With his awkwardly worded announcement regarding new freedom to travel for citizens of the German Democratic Republic, Günter Schabowski, member of the East German Politburo triggered a stampede of thousands of East Germans to the border controls between East and West Berlin. Many had been watching the televised press conference on the new travel regulations. Still incredulous, the first of them set off to the control points. But as the evening went on the crowds got larger, and the situation at the border controls escalated. After a flurry of hectic telephone calls from border guards to their commanding officers, leading executives of the ruling party, the SED, and the East German leaders, the crunch came half an hour before midnight: the first border crossing point between East and West Berlin was opened at the Bornholmer Strasse in Berlin. Jubilant crowds passed the crossing point, and one after another the other crossing points were opened – after 28 years, the Berlin Wall was relegated to the history books and the way was open for German reunification.
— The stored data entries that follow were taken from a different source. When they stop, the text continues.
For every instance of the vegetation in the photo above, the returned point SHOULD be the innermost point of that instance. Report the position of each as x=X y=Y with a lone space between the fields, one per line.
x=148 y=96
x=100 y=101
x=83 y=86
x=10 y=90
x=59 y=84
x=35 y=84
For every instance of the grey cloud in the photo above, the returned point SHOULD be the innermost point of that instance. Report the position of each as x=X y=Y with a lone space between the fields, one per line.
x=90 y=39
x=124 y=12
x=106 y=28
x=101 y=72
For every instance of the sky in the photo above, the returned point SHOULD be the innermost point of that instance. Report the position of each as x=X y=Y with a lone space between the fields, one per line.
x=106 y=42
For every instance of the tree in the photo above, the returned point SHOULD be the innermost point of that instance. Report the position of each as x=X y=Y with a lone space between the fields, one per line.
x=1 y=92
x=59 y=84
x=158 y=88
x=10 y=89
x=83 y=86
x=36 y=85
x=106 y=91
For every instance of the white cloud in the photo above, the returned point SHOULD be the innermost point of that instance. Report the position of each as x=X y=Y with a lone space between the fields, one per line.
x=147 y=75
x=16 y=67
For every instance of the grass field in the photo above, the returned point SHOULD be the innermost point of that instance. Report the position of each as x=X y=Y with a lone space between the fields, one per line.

East Germans surge across the border shortly after the Berlin Wall fell.

East Germans surge across the border crossing point at the Potsdamer Platz shortly after the Berlin Wall fell on 9 November

Photo: Bundesregierung/Specht

9 November – a date with a history

And finally, 100 years ago on 9 November 1918, the monarchy in Germany gave way to democracy. It was a huge achievement, a victory won on the political ruins of the First World War. Germany’s impending defeat in the First World War led to unrest inside Germany. The November Revolution, which began with a mutiny among sailors in Kiel and Wilhelmshaven, reached Berlin on 9 November. So concerned was he of the threat of a revolution, that Prince Maximilian of Baden, Chancellor of the German Empire, himself declared that Kaiser Wilhelm II was abdicating. That marked the end of the German Empire. The deputy chairman of the social democrats, the SPD, Philipp Scheidemann, proclaimed the first German republic.

On 11 November 1918 the First World War ended. In the French town of Compiègne, the new German government signed an armistice in which Germany accepted its defeat. More than nine million people lost their lives in the four years of fighting.

Chancellor Angela Merkel and French President Emmanuel Macron will remember the victims of the fighting when they unveil a bilingual remembrance plaque in Compiègne. In the ‘Compiègne Wagon’ they will then both write in the Golden Book to mark the 100th anniversary of the end of the First World War.

Remembering events

The German government keeps alive the memories of these events. It supports nationally significant memorial sites that remember the reign of terror of the national socialists and pay tribute to their victims, as well as sites that appraise the dictatorship in the German Democratic Republic.